Hey there! Welcome back again. In the previous blog, we discussed what are mergers and acquisitions. In this blog, we will be covering the types of mergers. Did you know that the term chosen to describe a merger may depend on the economic function, the purpose behind the business transaction, and the relationship among the merging companies? Let us now see the various types of mergers.
The types of mergers are namely
- Horizontal mergers
- Vertical mergers
- Conglomerate mergers
- Market Extension mergers
- Product or Congeneric Extension mergers
- Accretive mergers
- Horizontal Merger:
- Horizontal merger is one type of merger that operates between two or more companies that are offering similar products or services.
- These organizations usually work within the same space or industry. Such mergers are more common in industries that have fewer enterprises offering the same product.
- Let us understand better with the help of an example, a merger between Coca-Cola and Pepsi would be horizontal. The nature of the business operations can be very similar.
- Plenty of opportunities can be availed by pooling the resources that help in increasing the manufacturing of units and reducing the costs.
- Vertical Merger:
- Vertical merger is another common type of merger. Vertical mergers are simple but very common.
- The main reason behind such mergers is to increase the synergies that are created by merging firms that would result in being more efficient by operating as one.
- To summarize, in simple words, a vertical merger joins two companies that may not be direct competitors but exist under the same supply chain.
- A classic example that can be given would be eBay and PayPal. As we all know, eBay is an online shopping and auction platform, whereas PayPal provides services to ease the transfer of money, enabling users to make online payments.
- Though the services offered by both are quite different, a merger helped eBay in increasing the number of transactions which indeed proved to be a great strategic decision overall.
- Conglomerate Merger:
- Conglomerate merger is a type of merger that is involved in totally unrelated business activities.
- Did you know that conglomerate mergers are also of two types? Yes, they are known as pure and mixed.
- Pure conglomerate merger refers to those mergers that have nothing in common. Mixed mergers refer to those mergers that are either looking for product extensions or market extensions.
- One such example of a conglomerate merger would be of Walt Disney Company and the American Broadcasting company.
- Other recent examples of conglomerate mergers include Amazon and whole foods, Disney and Pixar, etc.
- Market Extension Merger:
- A market extension merger operates between two companies, where one company wants to penetrate a new or unknown market by merging with another organization that offers the same product or service, having an established market share.
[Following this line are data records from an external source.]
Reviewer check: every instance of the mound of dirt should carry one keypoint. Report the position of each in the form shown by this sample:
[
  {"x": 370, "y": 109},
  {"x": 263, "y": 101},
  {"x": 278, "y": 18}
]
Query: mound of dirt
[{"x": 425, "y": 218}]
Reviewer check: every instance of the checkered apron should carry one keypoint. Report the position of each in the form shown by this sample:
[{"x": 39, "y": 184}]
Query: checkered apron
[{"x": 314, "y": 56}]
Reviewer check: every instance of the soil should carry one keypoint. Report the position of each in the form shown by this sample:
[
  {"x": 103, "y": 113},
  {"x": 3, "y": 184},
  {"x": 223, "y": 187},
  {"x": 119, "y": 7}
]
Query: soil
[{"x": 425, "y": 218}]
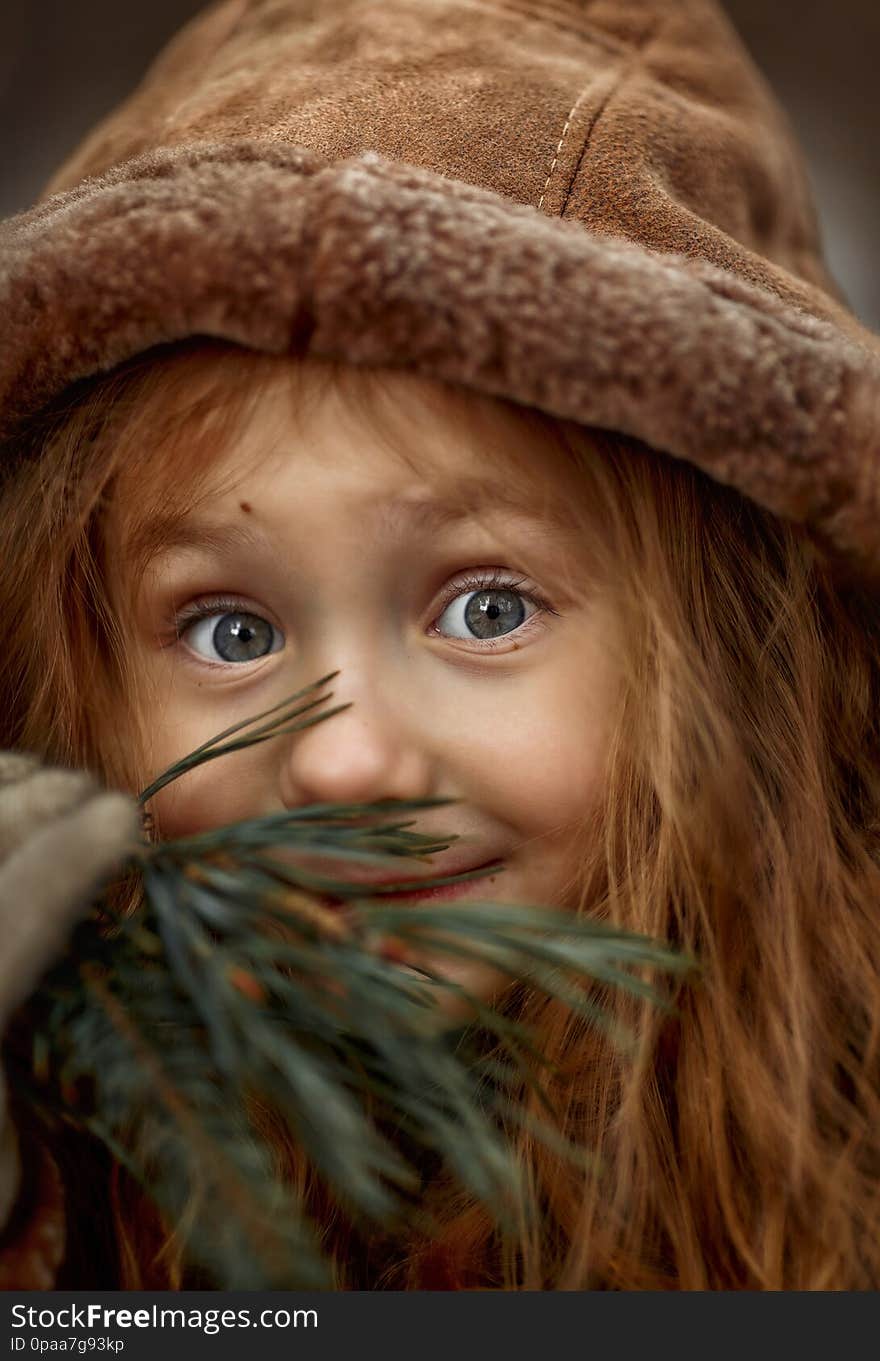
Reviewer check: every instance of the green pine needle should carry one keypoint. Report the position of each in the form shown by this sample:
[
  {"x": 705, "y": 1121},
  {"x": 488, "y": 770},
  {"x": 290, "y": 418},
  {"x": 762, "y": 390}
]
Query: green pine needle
[{"x": 234, "y": 983}]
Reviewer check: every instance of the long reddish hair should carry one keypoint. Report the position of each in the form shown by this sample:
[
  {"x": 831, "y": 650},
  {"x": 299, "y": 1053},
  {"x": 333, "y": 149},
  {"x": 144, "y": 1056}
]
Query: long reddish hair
[{"x": 740, "y": 1146}]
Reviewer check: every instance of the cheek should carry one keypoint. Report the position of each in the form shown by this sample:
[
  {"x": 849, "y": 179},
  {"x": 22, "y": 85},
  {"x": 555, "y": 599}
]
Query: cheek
[
  {"x": 536, "y": 757},
  {"x": 227, "y": 790}
]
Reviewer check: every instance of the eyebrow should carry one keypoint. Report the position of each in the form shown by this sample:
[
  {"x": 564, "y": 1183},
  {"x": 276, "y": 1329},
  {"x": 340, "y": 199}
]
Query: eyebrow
[{"x": 162, "y": 535}]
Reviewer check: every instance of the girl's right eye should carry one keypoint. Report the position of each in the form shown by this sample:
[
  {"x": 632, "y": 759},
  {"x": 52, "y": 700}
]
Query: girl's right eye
[{"x": 230, "y": 636}]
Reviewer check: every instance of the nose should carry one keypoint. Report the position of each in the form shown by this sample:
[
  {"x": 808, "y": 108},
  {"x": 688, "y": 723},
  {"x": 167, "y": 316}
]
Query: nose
[{"x": 365, "y": 753}]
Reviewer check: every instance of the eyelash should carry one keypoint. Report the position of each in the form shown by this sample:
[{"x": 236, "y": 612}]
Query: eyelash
[
  {"x": 493, "y": 581},
  {"x": 463, "y": 585}
]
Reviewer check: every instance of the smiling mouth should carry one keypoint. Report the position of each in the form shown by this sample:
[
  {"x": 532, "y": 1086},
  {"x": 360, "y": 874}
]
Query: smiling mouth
[{"x": 410, "y": 889}]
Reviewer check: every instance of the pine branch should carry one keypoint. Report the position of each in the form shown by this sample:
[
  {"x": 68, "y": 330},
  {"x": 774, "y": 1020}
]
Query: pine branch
[{"x": 234, "y": 981}]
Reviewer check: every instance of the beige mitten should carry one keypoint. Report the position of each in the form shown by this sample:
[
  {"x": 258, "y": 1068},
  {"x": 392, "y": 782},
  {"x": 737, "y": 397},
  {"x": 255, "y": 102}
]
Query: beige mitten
[{"x": 60, "y": 837}]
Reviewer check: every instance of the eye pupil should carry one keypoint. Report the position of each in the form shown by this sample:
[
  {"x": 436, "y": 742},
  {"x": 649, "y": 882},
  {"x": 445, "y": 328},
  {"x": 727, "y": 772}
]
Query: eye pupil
[
  {"x": 493, "y": 613},
  {"x": 242, "y": 637}
]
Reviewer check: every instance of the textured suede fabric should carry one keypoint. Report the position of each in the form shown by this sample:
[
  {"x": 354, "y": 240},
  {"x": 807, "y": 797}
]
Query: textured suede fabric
[{"x": 589, "y": 206}]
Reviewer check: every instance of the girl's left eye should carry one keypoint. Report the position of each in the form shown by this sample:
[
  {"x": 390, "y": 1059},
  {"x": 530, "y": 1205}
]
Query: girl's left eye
[
  {"x": 491, "y": 611},
  {"x": 229, "y": 636}
]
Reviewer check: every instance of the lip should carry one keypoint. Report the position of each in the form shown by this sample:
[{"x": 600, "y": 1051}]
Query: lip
[{"x": 391, "y": 890}]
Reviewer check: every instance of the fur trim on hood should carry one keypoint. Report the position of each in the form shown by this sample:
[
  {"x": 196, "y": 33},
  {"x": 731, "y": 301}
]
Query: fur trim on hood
[{"x": 589, "y": 206}]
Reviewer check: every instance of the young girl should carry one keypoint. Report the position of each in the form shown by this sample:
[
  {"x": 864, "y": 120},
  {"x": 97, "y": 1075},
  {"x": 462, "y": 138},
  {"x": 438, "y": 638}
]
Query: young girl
[{"x": 484, "y": 353}]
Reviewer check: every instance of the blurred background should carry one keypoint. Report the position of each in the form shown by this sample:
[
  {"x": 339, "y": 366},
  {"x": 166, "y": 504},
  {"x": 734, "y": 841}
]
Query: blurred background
[{"x": 64, "y": 63}]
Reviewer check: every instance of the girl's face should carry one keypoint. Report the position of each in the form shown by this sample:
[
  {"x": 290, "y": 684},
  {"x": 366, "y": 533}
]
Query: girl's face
[{"x": 449, "y": 589}]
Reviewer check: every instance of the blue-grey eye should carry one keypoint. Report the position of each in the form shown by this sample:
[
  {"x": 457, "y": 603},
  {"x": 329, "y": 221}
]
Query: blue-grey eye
[
  {"x": 234, "y": 636},
  {"x": 484, "y": 614}
]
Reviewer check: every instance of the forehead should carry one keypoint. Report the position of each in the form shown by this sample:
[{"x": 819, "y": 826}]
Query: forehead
[{"x": 393, "y": 451}]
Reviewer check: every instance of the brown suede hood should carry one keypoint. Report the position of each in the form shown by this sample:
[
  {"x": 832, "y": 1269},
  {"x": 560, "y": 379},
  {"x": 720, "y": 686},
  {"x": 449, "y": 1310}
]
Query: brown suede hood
[{"x": 588, "y": 206}]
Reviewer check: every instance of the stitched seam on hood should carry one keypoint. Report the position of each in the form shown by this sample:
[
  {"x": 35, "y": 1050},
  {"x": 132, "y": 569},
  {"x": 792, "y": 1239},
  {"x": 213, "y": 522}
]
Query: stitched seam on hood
[
  {"x": 586, "y": 31},
  {"x": 626, "y": 74}
]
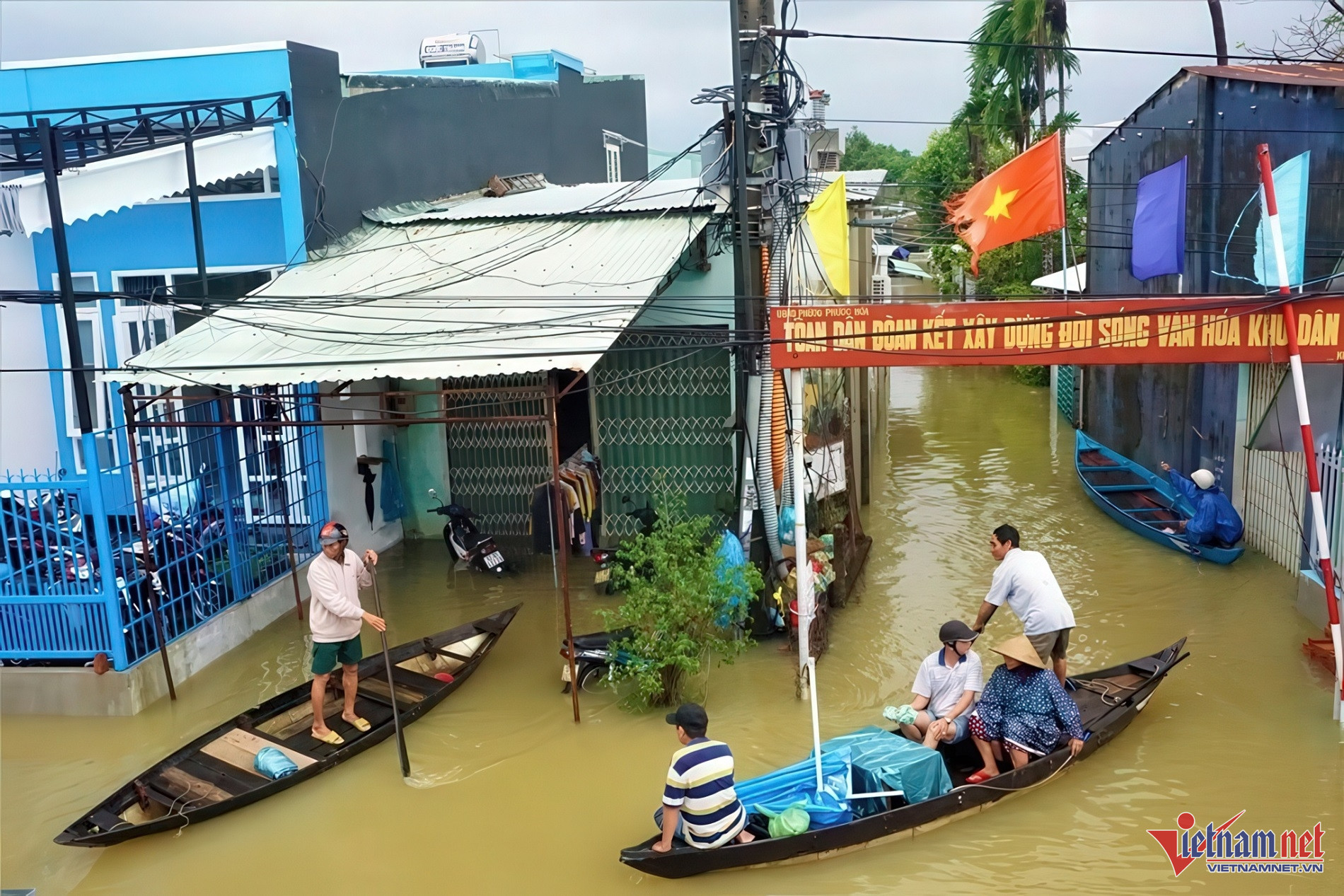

- In other words, a market extension merger takes place between two companies that deal with the same products but in separate markets.
- Such mergers are carried out to increase market share and client base. One historic example of a market extension merger is that of Pizza Hut by Pepsi Co.
- Pepsi observed and very clearly understood that people went to Pizza Hut, and hence the idea to merge with them. This helped Pepsi in reaching a wider market.
- This merger took place long back in 1977, and within a year, sales nearly went up to $436 million, helping pizza hut to open a new headquarter, which is valued at $10 million.
- Product or Congeneric Extension Merger:
- Product extension mergers operate between two or more companies that deal with related products, present in the same market, but do not have a competitive supplier or customer relationship.
- Product extension merger enables merging companies to group their products, share expertise, technology, designs, as well as gain access to a much bigger set of customers. In turn, this helps in acquiring the required potential to lead to much higher profits.
- The example of Pizza Hut and Pepsi that was discussed at the above point can also be considered here.
- Accretive Merger:
- When one company acquires another company and the transaction increases the first company’s earnings per share, the deal is called an accretive merger.
- Such a merger focuses on addressing and combining the different cultures. A way to calculate this is to note the price-earnings ratio (the ratio between the company’s price per share compared to its per-share earnings per year) between the acquiring firm and the targeted firm.
- On the other hand, when one company acquires another company, and the transaction decreases the previous company’s earnings per share, then the deal is called a dilutive merger.